At a time when the national security challenges facing the Department demand joint solutions and creative responses to stiff competition from potential adversaries, CAPE provides valuable decision support to the Defense Secretary and other senior DOD leaders. In a typical year, each analyst in the office is responsible for reviewing an average of $30 billion in taxpayer funds, and develops an average of $1.5 billion in reallocation proposals for consideration by the Secretary and Deputy Secretary of Defense along with their senior leadership team of military and civilian officials. Perhaps understandably, those who benefit from the status quo are often uncomfortable with this detailed scrutiny by a team of highly skilled and independent analysts, but it is indispensable to have a smart and effective defense in a rapidly changing world. That’s why several countries around the world have sought to create similar organizations to advise their defense leaders.

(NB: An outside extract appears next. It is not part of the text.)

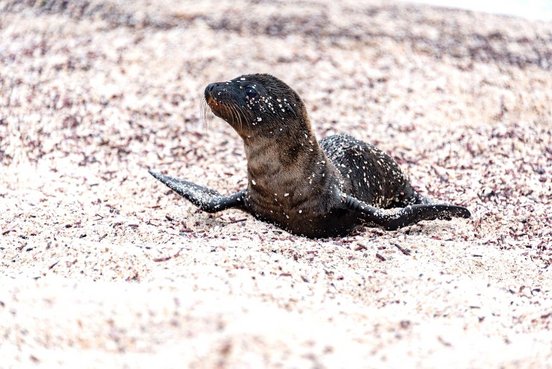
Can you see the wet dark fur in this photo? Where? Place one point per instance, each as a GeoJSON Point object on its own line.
{"type": "Point", "coordinates": [306, 187]}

The CAPE office has played a major role in the dramatic improvements in the performance of the defense acquisition system since 2009. By improving the data and analytic tools used to perform estimates of the cost of future acquisitions, and by institutionally insisting that those estimates be fully resourced, CAPE has helped to reduce the number of failing acquisition programs (as measured by breaches of the Nunn-McCurdy Act standards) from an average of 6.25 per year in the decade before the Weapon Systems Acquisition Reform Act of 2009, or WSARA, to 2.27 per year in the 12 years since that law’s passage. Measured another way, the median growth in costs of major defense acquisition programs initiated (Milestone B approval) during the ten years before WSARA was 27 percent, while in the ten years after WSARA, cost growth dropped to only 3 percent. These improvements mean that needed capabilities are reaching the force more consistently.

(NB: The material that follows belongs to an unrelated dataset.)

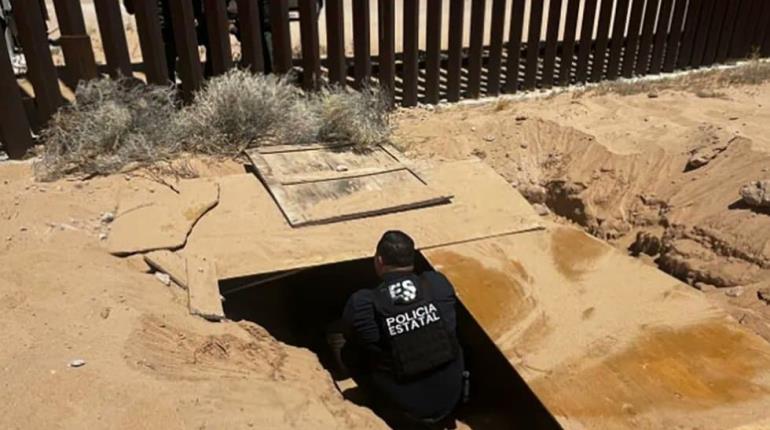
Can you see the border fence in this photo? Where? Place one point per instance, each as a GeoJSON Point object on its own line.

Since the office’s elevation in 2009, CAPE has also become a go-to organization for congressionally directed studies, with the annual defense authorization and appropriations bills tasking as many as 25 studies per year. These continued taskings illustrate the credibility of the CAPE organization even outside the Department.

In 2021, Congress created a commission to recommend reforms to the Department of Defense’s resource allocation process. The commission (on which one of us serves) is scheduled to issue its report next March, with a focus on improvements to “enable the United States to more effectively counter near-peer competitors by adopting new technologies more effectively and integrating and implementing those technologies into the field to respond to current and future threats.” Disestablishing the CAPE would be incompatible with many of the recommendations for improved analysis that the commission has heard from stakeholders and documented in its March 2023 Status Update to Congress.

There is always room for better consultation between the Department of Defense and the congressional leaders who are charged by our Constitution with raising armies, maintaining navies, and providing for the common defense. While political stakeholders will not always agree with every recommendation that emerges from a team of diligent independent analysts, hopefully upon further reflection they will agree that having a high quality and independent analytic function is an essential ingredient for building a world-class force in today’s challenging world.

Christine Fox was the first Director of Cost Assessment and Program Evaluation for the Department of Defense and later served as acting Deputy Secretary of Defense. Jamie Morin was the second Director of Cost Assessment and Program Evaluation for the Department of Defense and previously served as Acting Under Secretary of the Air Force. Bob Daigle was the third Director of Cost Assessment and Program Evaluation for the Department of Defense and previously served on the staff of the House Armed Services Committee.